There is no single answer, thanks to a three-way circuit split. Some courts would forgive you according to your lawful trading motives, some would convict you in keeping with your bad motives, and some would hand the issue to the jury. Sometimes called the “awareness/use” debate or the “possession/use” debate, the proper treatment of mixed motive traders has occupied dozens of law review articles over the last thirty years.
This Article demonstrates that courts and scholars have so far followed the wrong reasons to the wrong answers. Instead, this Article takes trader motives seriously, drawing on insights and solutions from the broader jurisprudence of mixed motive. This analysis generates a new legal test and demonstrates the test’s superiority.

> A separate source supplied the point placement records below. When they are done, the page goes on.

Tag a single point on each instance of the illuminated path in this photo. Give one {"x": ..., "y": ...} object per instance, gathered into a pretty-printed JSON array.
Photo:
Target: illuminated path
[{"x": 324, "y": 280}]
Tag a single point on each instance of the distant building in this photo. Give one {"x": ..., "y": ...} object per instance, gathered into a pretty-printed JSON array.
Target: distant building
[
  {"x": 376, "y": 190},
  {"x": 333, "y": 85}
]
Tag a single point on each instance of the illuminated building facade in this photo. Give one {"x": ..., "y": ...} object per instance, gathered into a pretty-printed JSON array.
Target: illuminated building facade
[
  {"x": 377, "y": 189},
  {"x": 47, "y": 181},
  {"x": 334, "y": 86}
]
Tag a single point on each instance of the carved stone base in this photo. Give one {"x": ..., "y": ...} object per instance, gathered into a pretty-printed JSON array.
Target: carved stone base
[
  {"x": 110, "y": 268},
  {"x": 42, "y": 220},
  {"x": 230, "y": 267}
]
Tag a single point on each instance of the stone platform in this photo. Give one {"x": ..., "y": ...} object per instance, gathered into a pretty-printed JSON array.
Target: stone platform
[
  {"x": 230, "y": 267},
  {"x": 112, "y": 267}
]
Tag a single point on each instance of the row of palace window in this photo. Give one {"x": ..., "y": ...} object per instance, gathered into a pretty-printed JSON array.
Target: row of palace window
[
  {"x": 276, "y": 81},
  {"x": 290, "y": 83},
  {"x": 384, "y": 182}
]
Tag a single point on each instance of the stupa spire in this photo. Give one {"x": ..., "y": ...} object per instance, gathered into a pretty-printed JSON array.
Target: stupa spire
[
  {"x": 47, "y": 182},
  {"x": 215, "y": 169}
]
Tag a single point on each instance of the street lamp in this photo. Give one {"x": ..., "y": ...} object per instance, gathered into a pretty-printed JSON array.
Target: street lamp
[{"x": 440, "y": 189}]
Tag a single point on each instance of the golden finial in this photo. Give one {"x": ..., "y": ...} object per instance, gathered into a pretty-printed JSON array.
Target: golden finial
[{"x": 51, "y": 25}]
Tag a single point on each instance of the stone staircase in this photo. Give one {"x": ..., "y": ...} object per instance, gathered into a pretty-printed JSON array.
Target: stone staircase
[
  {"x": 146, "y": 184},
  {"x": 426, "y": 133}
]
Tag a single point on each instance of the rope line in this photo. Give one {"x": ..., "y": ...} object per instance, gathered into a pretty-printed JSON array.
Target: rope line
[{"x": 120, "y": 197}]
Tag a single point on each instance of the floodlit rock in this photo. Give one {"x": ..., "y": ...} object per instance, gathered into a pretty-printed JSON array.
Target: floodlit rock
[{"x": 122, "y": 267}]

Miller, Robert T., Market Practices and the Awareness/Use Problem in Insider Trading Law: A Response to Professor Verstein’s Mixed Motives Insider Trading (November 15, 2022). Iowa Law Review, Vol. 107, No. 162, 2022, U Iowa Legal Studies Research Paper No. 2022-41, Available at SSRN: https://ssrn.com/abstract=4277164
Professor Verstein suggests that we approach the awareness/use problem in insider-trading law by analyzing the mixed-motives of insider traders, and he argues that insider trading should be illegal only when the trader’s primary reason for trading involves proscribed material non-public information (MNPI). To reach this conclusion, he assumes what he calls the “Equal Profits Principle,” which holds that two traders alike in all respects except for their knowledge of MNPI should enjoy the same expected profits from trading. This Response argues that the Equal Profits Principle can be analyzed into the “No Greater Profits Principle” (traders with MNPI should not make more than other traders) and the “No Lesser Profits Principle” (traders with MNPI should not make less than other traders), and that while the No Greater Profits Principle is intuitively plausible, the No Lesser Profits Principle is not. In particular, both classical insiders and potential misappropriators are in contractual relationships with the sources of their MNPI, and the standard market practice is for such persons to agree with the source, in exchange for compensation, to refrain from trading while in possession of MNPI (not merely to refrain from using MNPI to trade). In fact, public companies and other firms regularly in possession of large amounts of MNPI typically adopt insider trading policies that not only prohibit their employees from trading when in possession of MNPI, but also go considerably further, imposing blackout periods (when all trading is prohibited) and pre-clearance rules (which require certain senior employees to pre-clear all their trades with a compliance officer, regardless of whether they are in possession of MNPI). Such policies are efficient in the sense that they produce benefits in excess of their costs, and since they are manifestly incompatible with the Equal Profits Principle (because they violate the No Lesser Profits Principle), that principle is inefficient and very likely untenable. A better way to deal with the awareness/use problem is to follow the market consensus, which strongly favors the awareness rule.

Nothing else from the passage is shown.